Unfortunately, she's again dragging a lot of empty baggage in a movie whose trappings fail to measure up to Jolie's flashy persona.  
 
"Lara Croft: Tomb Raider -- The Cradle of Life" is better than its 2001 predecessor, "Lara Croft: Tomb Raider," a vapid adaptation of the video game whose only asset was the ultra-cool presence Jolie brought to the character.  
 
The sequel has a somewhat more interesting story, slightly more villainous villains and a more furious onslaught of action, the latter largely due to the rapid-fire style of director Jan de Bont ("Speed," "Twister"). The costumes, exotic locations and a few of the stunts would fit snugly into a decent James Bond flick.  
 
Yet there's still too little for Lara to hang her hat on. She's so plainly superior to all around her that she never feels truly in peril. In her supremely capable hands, anything antagonists can throw at her seems like a walk in the park.  
 
It's as if Lara's a full-bodied dynamo fleshed out to a glorious three dimensions courtesy of modern game graphics, while everyone else is a flat, monochromed Pong paddle.  
 
Boxed in
 
Djimon Hounsou plays a friend of Croft's in "Lara Croft: Tomb Raider -- The Cradle of Life."    

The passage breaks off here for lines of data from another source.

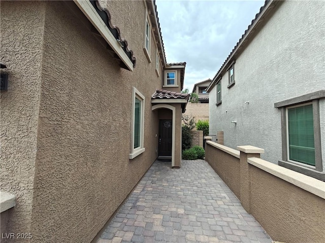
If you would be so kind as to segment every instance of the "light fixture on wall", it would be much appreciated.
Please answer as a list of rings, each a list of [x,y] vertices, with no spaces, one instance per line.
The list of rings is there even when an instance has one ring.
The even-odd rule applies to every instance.
[[[7,68],[7,66],[5,64],[0,63],[0,68]],[[7,91],[8,90],[8,73],[1,73],[1,87],[0,90],[2,91]]]

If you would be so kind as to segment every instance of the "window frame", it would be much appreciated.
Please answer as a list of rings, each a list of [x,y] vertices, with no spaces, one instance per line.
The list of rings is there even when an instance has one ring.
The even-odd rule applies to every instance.
[[[148,10],[146,10],[145,13],[145,21],[144,25],[144,40],[143,45],[143,50],[149,63],[151,62],[150,58],[150,49],[151,48],[151,24],[150,18],[148,14]],[[147,26],[148,26],[149,33],[147,34]],[[147,40],[148,40],[148,48],[147,47]]]
[[[281,112],[282,131],[282,160],[278,165],[286,168],[304,174],[318,180],[325,181],[325,172],[323,172],[321,151],[321,135],[319,100],[325,98],[325,90],[321,90],[274,103],[274,108],[279,108]],[[289,161],[287,144],[286,108],[297,105],[305,105],[312,103],[314,128],[314,146],[315,147],[315,167],[300,163]]]
[[[136,98],[141,101],[140,109],[140,146],[136,148],[134,148],[135,135],[135,111],[136,111]],[[132,124],[131,124],[131,150],[129,155],[129,158],[132,159],[137,157],[139,154],[143,153],[145,151],[144,147],[144,106],[145,97],[135,87],[133,87],[132,93]]]
[[[174,85],[168,85],[167,84],[167,73],[169,72],[174,72],[175,73],[175,82]],[[178,84],[177,83],[177,70],[166,70],[164,72],[164,85],[163,87],[178,87]]]
[[[218,86],[220,85],[220,91],[219,92],[218,92]],[[217,95],[217,103],[215,104],[216,105],[218,106],[222,103],[222,83],[221,83],[221,78],[220,78],[218,82],[215,84],[216,89],[216,95]],[[220,93],[220,99],[218,98],[219,93]]]
[[[230,75],[231,70],[233,70],[233,75],[232,76]],[[230,67],[228,70],[228,85],[227,86],[227,88],[229,89],[235,85],[235,63],[233,63],[232,65],[230,65]],[[233,80],[231,81],[231,77],[233,77]]]
[[[297,107],[302,107],[302,106],[307,106],[307,105],[312,105],[312,102],[307,102],[307,103],[304,103],[303,104],[300,104],[299,105],[294,105],[294,106],[287,106],[285,107],[285,115],[286,115],[286,150],[287,150],[287,160],[289,162],[291,162],[292,163],[294,163],[294,164],[297,164],[298,165],[300,165],[301,166],[306,166],[306,167],[309,167],[310,168],[312,168],[312,169],[315,169],[315,166],[316,166],[316,159],[315,159],[315,166],[312,166],[310,165],[308,165],[306,163],[304,163],[303,162],[300,162],[299,161],[296,161],[296,160],[291,160],[290,159],[290,148],[289,148],[289,116],[288,116],[288,110],[289,109],[292,109],[294,108],[297,108]],[[313,112],[313,118],[314,118],[314,114]],[[313,131],[314,134],[315,133],[315,131]],[[314,139],[314,149],[315,149],[315,139]]]
[[[156,69],[155,71],[157,75],[159,77],[159,66],[160,64],[160,57],[159,56],[159,51],[158,51],[158,48],[157,48],[156,49]]]

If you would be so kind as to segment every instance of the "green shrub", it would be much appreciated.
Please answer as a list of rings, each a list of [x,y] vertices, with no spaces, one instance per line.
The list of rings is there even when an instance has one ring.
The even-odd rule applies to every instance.
[[[209,121],[199,120],[197,123],[197,130],[203,131],[203,136],[209,135]]]
[[[192,146],[193,135],[190,131],[195,128],[195,120],[190,115],[183,115],[182,117],[182,150],[188,149]]]
[[[203,159],[205,155],[205,152],[203,148],[201,147],[200,146],[194,146],[191,149],[192,149],[196,151],[198,155],[198,158]]]
[[[193,135],[188,128],[184,126],[182,127],[182,150],[190,148],[192,138]]]
[[[196,150],[193,148],[184,150],[182,154],[182,158],[189,160],[196,159],[198,158]]]

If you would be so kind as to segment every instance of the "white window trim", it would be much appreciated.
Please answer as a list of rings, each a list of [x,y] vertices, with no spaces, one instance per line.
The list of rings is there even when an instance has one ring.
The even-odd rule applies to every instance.
[[[96,10],[89,1],[84,0],[74,0],[77,6],[82,11],[85,16],[89,20],[101,35],[108,43],[115,53],[121,58],[121,60],[126,65],[129,70],[133,71],[133,63],[120,46],[119,43],[112,32],[108,29],[106,24],[97,13]]]
[[[148,15],[148,10],[146,10],[145,18],[146,21],[144,24],[144,40],[143,43],[143,50],[144,53],[146,54],[146,57],[148,59],[148,61],[149,63],[151,62],[151,59],[150,58],[150,49],[151,47],[151,23],[150,22],[150,18]],[[146,42],[147,41],[147,24],[149,25],[149,50],[147,49],[147,46],[146,46]]]
[[[291,160],[291,159],[290,159],[289,158],[290,158],[290,153],[289,153],[289,119],[288,118],[288,109],[291,109],[292,108],[296,108],[296,107],[299,107],[300,106],[305,106],[305,105],[312,105],[313,103],[312,102],[308,102],[308,103],[304,103],[303,104],[301,104],[300,105],[293,105],[292,106],[288,106],[287,107],[285,107],[285,116],[286,116],[286,150],[287,150],[287,161],[288,161],[289,162],[291,162],[291,163],[294,163],[294,164],[296,164],[297,165],[299,165],[301,166],[304,166],[305,167],[308,167],[309,168],[312,168],[312,169],[315,169],[316,166],[311,166],[310,165],[307,165],[305,163],[303,163],[302,162],[299,162],[298,161],[295,161],[295,160]],[[313,114],[313,117],[314,116],[314,115]],[[315,161],[316,163],[316,161]]]
[[[156,46],[156,73],[159,77],[159,66],[160,65],[160,57],[159,56],[159,52],[158,51],[158,48]]]
[[[167,73],[168,72],[175,72],[175,84],[174,85],[167,85]],[[177,83],[177,70],[165,70],[165,77],[164,80],[164,85],[163,87],[178,87],[178,84]]]
[[[230,78],[230,70],[233,69],[233,77],[234,78],[232,82],[231,81]],[[235,85],[235,63],[233,63],[229,69],[228,69],[228,85],[227,86],[228,88],[230,88],[232,87],[234,85]]]
[[[218,101],[218,85],[219,84],[219,83],[220,83],[220,100]],[[216,86],[216,93],[217,93],[217,103],[216,103],[215,105],[220,105],[221,103],[222,103],[222,84],[221,83],[221,79],[219,79],[219,80],[215,84],[215,86]]]
[[[140,117],[140,147],[134,148],[134,129],[135,129],[135,100],[137,98],[141,101],[141,112]],[[133,88],[132,90],[132,124],[131,124],[131,153],[129,155],[129,158],[132,159],[135,158],[139,154],[143,153],[145,151],[144,148],[144,104],[145,97],[135,87]]]

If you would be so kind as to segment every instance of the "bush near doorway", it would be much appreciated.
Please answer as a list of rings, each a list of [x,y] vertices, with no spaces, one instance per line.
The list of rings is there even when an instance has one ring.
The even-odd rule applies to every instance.
[[[188,160],[193,160],[197,158],[203,159],[205,152],[204,149],[200,146],[194,146],[189,149],[185,149],[182,153],[182,158]]]
[[[204,137],[209,135],[209,121],[199,120],[196,124],[197,130],[203,131]]]

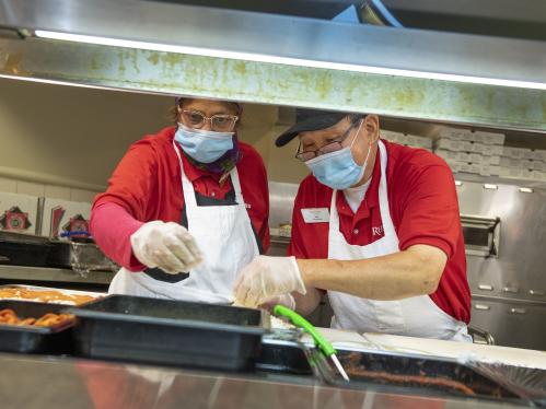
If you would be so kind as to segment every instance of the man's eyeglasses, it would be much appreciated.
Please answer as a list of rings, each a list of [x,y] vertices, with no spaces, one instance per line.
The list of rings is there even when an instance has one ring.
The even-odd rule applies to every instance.
[[[194,129],[202,128],[207,120],[210,120],[210,128],[217,132],[232,131],[239,120],[236,115],[218,114],[208,117],[204,113],[193,109],[183,109],[182,117],[184,119],[184,124]]]
[[[358,124],[359,124],[359,121],[352,122],[338,140],[336,140],[334,142],[326,143],[324,147],[322,147],[321,149],[317,149],[316,151],[303,151],[303,152],[301,152],[301,142],[300,142],[295,157],[302,162],[307,162],[307,161],[311,161],[312,159],[315,159],[316,156],[321,156],[321,155],[324,155],[326,153],[332,153],[332,152],[336,152],[336,151],[341,150],[344,148],[344,145],[342,145],[344,141],[347,139],[350,131]]]

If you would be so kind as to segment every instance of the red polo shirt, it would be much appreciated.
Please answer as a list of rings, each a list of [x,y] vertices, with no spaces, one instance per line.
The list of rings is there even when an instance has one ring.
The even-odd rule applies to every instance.
[[[108,189],[95,198],[93,212],[96,213],[101,204],[115,203],[138,222],[161,220],[179,223],[184,195],[178,157],[173,148],[174,133],[175,128],[169,127],[133,143],[109,178]],[[239,147],[242,153],[237,164],[241,189],[254,231],[266,252],[269,247],[269,190],[266,170],[254,148],[243,142],[239,142]],[[184,173],[201,196],[223,199],[232,189],[231,178],[220,184],[219,175],[199,170],[185,155],[181,156]],[[103,250],[130,270],[142,269],[143,266],[135,257],[128,257],[131,252],[128,236],[132,232],[117,231],[115,221],[112,221],[109,229],[104,223],[94,223],[93,212],[93,236],[98,245],[109,247]],[[138,227],[140,224],[135,225]],[[116,234],[119,237],[113,237]]]
[[[463,231],[451,170],[442,159],[428,151],[383,142],[388,155],[388,204],[399,249],[427,244],[448,255],[438,290],[430,297],[452,317],[469,323],[471,290],[466,279]],[[380,176],[377,150],[372,180],[357,213],[352,212],[345,195],[337,195],[339,230],[349,244],[364,246],[383,237],[379,206]],[[301,210],[329,209],[332,191],[313,175],[309,175],[300,185],[292,215],[290,255],[297,258],[328,257],[329,223],[305,223]]]

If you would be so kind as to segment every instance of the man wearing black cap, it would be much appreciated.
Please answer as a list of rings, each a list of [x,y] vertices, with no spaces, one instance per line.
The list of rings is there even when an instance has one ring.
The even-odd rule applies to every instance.
[[[440,157],[380,138],[376,115],[300,112],[311,170],[298,191],[290,257],[258,256],[237,303],[312,312],[322,291],[333,326],[468,341],[471,294],[453,175]]]

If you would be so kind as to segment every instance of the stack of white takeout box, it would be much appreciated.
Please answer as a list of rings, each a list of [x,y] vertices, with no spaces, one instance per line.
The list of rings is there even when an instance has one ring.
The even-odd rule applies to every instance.
[[[501,176],[504,135],[441,127],[434,153],[443,157],[453,173]]]
[[[432,152],[432,139],[427,137],[419,137],[417,135],[394,132],[391,130],[382,130],[381,138],[390,142],[403,144],[405,147],[420,148]]]
[[[546,182],[546,151],[504,147],[500,165],[502,177]]]

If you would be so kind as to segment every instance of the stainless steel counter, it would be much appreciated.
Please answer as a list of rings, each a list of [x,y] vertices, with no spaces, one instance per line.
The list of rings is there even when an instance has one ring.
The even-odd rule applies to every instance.
[[[86,276],[65,268],[0,266],[0,280],[18,282],[50,281],[54,283],[109,284],[112,271],[90,271]]]
[[[516,408],[477,399],[349,390],[312,378],[0,354],[2,408]]]

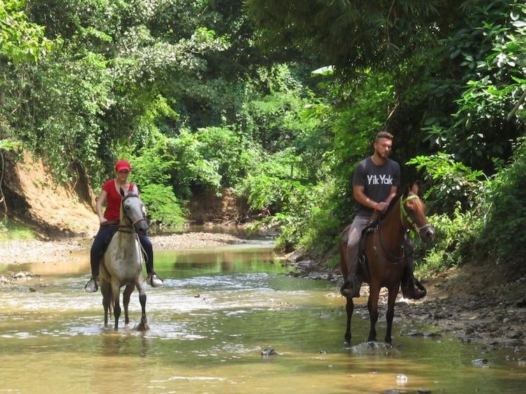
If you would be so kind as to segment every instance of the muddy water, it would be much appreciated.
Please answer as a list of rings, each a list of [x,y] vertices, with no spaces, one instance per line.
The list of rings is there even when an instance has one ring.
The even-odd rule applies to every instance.
[[[100,292],[83,289],[87,254],[2,266],[40,276],[0,289],[0,393],[524,392],[524,349],[401,335],[400,319],[394,347],[369,345],[361,308],[345,347],[336,286],[284,275],[271,246],[158,252],[165,282],[147,287],[144,333],[103,326]]]

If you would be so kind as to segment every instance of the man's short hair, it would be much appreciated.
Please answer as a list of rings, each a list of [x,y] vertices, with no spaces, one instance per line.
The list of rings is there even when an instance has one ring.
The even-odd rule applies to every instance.
[[[391,139],[391,141],[393,141],[393,137],[394,136],[390,132],[388,132],[386,131],[380,131],[378,132],[378,134],[376,135],[375,142],[377,142],[380,138],[386,138],[387,139]]]

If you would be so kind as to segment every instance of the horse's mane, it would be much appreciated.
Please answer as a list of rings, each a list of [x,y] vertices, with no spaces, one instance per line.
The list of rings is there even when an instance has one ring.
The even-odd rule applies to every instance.
[[[383,212],[382,214],[380,214],[380,220],[383,220],[384,219],[385,219],[387,215],[389,214],[391,210],[393,209],[393,207],[395,206],[395,204],[398,202],[398,200],[402,198],[402,196],[403,196],[405,192],[407,192],[407,194],[409,194],[408,188],[401,188],[398,190],[398,192],[396,193],[396,195],[393,197],[393,199],[391,199],[389,202],[389,206],[387,207],[387,209],[385,210],[385,212]]]

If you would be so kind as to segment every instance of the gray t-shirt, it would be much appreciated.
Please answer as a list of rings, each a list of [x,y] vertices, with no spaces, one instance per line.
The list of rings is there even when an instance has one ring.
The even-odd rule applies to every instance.
[[[400,187],[400,165],[387,159],[384,165],[376,165],[370,157],[363,159],[354,169],[352,185],[363,186],[363,192],[375,202],[385,201],[391,188]],[[374,209],[356,203],[358,216],[370,216]]]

The movie opens with a promising undersea exploit as Lara goes diving in the Mediterranean to retrieve a map revealing the location of Pandora's Box.  
 
Jolie's entrance in a black bikini riding a jet ski, and her dive in a body-hugging silver wet suit, make for an eye-catching start. That's followed by a taut underwater gunfight with bad guys and a narrow escape from an ancient submerged chamber.  
 
"Cradle of Life" then settles into a modestly more engaging version of the go-fetch routine of the first "Tomb Raider" movie as Lara cavorts through Hong Kong, China and Africa in search of Pandora's little hope chest.  
 
In Lara's world, Pandora's Box is not the Greek myth of a woman who unleashes all the world's evils from a forbidden receptacle. Rather, it's an artifact containing the origin of life on Earth, along with an "anti-life" force that could loose a devastating plague (the movie never bothers to explain just who left the box and why).  
 
Lara's rival for Pandora's Box is international meanie Jonathan Reiss (Ciaran Hinds), a Nobel-winning scientist who's apparently run through his prize money and has turned to evil to pay the rent.  
 
Stick figures
British intelligence conveniently teams Lara with old flame Terry Sheridan (Gerard Butler), a former agent turned mercenary. Sparks between them do not ensue, because Butler's a bore.  
 
Also in Lara's corner are her men Friday, computer geek Bryce (Noah Taylor) and butler Hillary (Christopher Barrie), who as in the first movie, are potentially fun characters with too little screen time to come to life. Ditto for Djimon Hounsou as Lara's African buddy Kosa, a conceivably formidable ally who only pops up in the movie's final act.  
 
And so "Cradle of Life" amounts to the Lara show, carried by Jolie's bemused elegance, aristocratic assurance, classy British accent, and grandly clad body to die a million video-game deaths for.  
 
Good stuff if Jolie were strutting a fashion-show runway. Thin and forgettable to build an entire movie around.  
 
"Lara Croft: Tomb Raider -- The Cradle of Life," a Paramount release, is rated PG-13 for action violence and some sensuality.